In this article, Paul Jenkins, managing director of ThePackhub, takes a look at some of the most exciting products to have come out of the refillable and reusable packaging sectors in the last 12 months.

2020 will go down as a year of upheaval for the packaging industry. Consumers have been forced to modify their shopping behaviours and forge new buying habits, which has impacted the whole of the packaging supply chain.

We also experienced an inevitable temporary slow down in packaging innovation initiatives arriving on retailers’ shelves or the landing pages of e-commerce websites. It does now start to feel like life is beginning to get to something like a “new normal”, with sustainability once more acting as a strategic focus for brands, retailers, and suppliers wanting to make an impact.

One area that has seen a substantial increase in activity over the last 12 months is refillable and reusable packaging. New initiatives are coming to market on a regular and increased basis.

BrewDog, a multinational brewery and pub chain based in Ellon, Scotland, likes to do things differently. The maverick brand has often been in the news with several attention-seeking initiatives – the latest instance of this has been its efforts to become a zero-waste business.

The company has publically acknowledged that the beverage can printing process is fairly inefficient. It estimates that almost a billion otherwise perfectly good cans are wasted every year in the UK alone. Several factors contribute to this high number - print-ready processes, minimum run sizes, various errors in production, and inaccuracies in forecasting lead to significant waste.

BrewDog has started an initiative to save the cans that would otherwise go to waste. Their Punk IPA brand is now available in a “Trash Can” variant that sees cans saved and reused. The cans lack uniformity, but the brand is keen to assure drinkers that their contents are more important.


The drive to reduce single-use packaging and decrease household plastic waste has led to some inventive reusable pack alternatives from around the world. European retailer Spar is on the case and has introduced a new reusable packaging solution for food items for their Interspar hypermarket chain across Hungary. 

The washable Snack’n’Go food bag is a BPA-free solution, suitable for the packaging of a variety of different items such as fruit and vegetables, sandwiches, and even seeds. The inside of the distinctive-looking bag is made of a stain repellent material that does not allow moisture to pass through but still offers excellent breathability to help keep produce in optimum condition. It is not clear how much this will cost shoppers to purchase.


French cosmetic brand CoZie has announced the introduction of a range of unisex cosmetic products that will come in reusable and returnable glass bottles.

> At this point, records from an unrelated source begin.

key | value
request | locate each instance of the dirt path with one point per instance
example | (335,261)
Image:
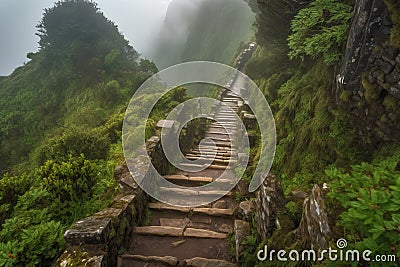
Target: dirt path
(191,236)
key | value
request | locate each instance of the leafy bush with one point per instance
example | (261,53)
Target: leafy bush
(370,195)
(31,237)
(92,144)
(71,180)
(11,187)
(319,30)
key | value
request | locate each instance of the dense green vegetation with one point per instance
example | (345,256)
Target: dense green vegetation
(294,66)
(60,132)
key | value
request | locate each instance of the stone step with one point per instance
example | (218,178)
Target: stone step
(224,124)
(220,133)
(209,167)
(218,144)
(192,192)
(205,211)
(176,231)
(203,262)
(127,260)
(219,127)
(219,138)
(222,161)
(211,153)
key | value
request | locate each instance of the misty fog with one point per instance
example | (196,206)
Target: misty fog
(139,20)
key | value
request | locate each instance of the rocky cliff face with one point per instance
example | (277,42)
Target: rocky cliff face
(369,76)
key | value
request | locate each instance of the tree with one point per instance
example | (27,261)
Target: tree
(77,31)
(319,30)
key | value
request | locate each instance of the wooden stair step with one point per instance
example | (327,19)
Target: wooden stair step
(220,133)
(188,178)
(201,262)
(164,260)
(204,211)
(159,230)
(210,167)
(203,233)
(216,160)
(177,232)
(192,192)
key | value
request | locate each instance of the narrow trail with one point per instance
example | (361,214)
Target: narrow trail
(181,236)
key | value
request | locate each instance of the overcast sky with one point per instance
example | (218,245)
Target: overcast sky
(138,20)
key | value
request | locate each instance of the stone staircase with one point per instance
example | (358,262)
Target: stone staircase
(180,236)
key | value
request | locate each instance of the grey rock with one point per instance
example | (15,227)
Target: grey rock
(89,231)
(393,77)
(314,229)
(398,59)
(383,127)
(225,228)
(220,204)
(202,262)
(270,202)
(387,67)
(87,255)
(392,52)
(371,78)
(242,230)
(243,187)
(394,91)
(245,210)
(299,194)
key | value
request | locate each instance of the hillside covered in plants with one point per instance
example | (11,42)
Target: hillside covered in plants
(331,76)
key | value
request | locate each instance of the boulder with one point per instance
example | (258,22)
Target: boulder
(314,231)
(245,210)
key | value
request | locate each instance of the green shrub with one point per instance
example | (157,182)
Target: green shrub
(74,142)
(11,187)
(370,197)
(71,180)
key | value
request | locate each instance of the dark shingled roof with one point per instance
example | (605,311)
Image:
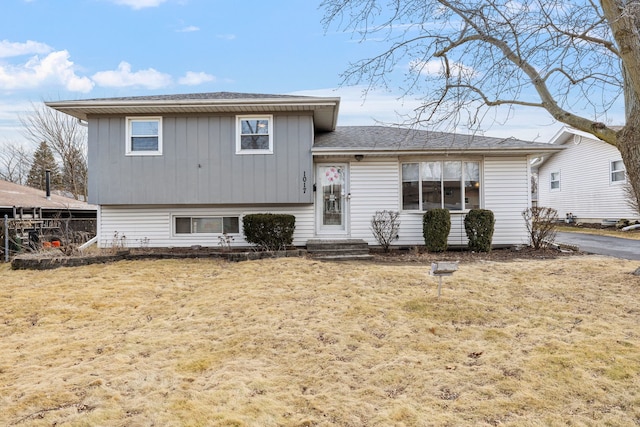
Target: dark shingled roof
(200,96)
(384,138)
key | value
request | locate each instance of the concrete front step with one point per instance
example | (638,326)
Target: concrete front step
(336,249)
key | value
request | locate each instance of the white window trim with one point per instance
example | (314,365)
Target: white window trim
(239,119)
(551,181)
(611,171)
(200,235)
(128,149)
(462,160)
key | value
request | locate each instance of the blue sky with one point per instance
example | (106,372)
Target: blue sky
(79,49)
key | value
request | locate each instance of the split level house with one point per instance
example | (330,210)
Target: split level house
(585,182)
(181,170)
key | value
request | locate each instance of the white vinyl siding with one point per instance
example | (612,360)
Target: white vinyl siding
(586,189)
(554,181)
(373,187)
(618,172)
(507,188)
(376,186)
(152,225)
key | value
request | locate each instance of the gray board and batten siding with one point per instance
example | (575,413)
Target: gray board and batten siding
(199,164)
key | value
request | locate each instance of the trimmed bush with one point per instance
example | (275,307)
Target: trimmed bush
(479,226)
(270,232)
(541,225)
(436,224)
(385,226)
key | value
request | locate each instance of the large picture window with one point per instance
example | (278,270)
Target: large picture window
(255,135)
(454,185)
(207,225)
(144,136)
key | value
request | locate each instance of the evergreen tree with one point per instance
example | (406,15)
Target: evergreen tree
(74,173)
(43,160)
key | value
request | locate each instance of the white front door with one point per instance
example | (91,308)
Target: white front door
(332,197)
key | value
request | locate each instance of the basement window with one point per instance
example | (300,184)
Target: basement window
(206,224)
(618,172)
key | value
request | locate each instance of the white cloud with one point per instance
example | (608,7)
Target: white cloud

This is part of a significant trend in the cosmetics sector that has seen lots of reusable pack formats coming to market recently.

The returnable and reusable containers have been designed to have the “lowest environmental impact” (although no LCA information is available to support this) while also being zero waste.  The products are offered in pre-filled glass bottles.

Customers can choose their CoZie product from their preferred retailer, and, once the product is finished, they can bring their CoZie bottle back to the shop and redeem rewards for their next purchase. After this, the bottle is washed and sanitized and goes back into the loop to be used again, following strict cosmetic hygiene rules.

Cozie also has a partnership with Terracycle for the recycling of its pumps. The products can be ordered online and are also available in some outlets in France and Belgium. Cozie has also introduced an instore refill process.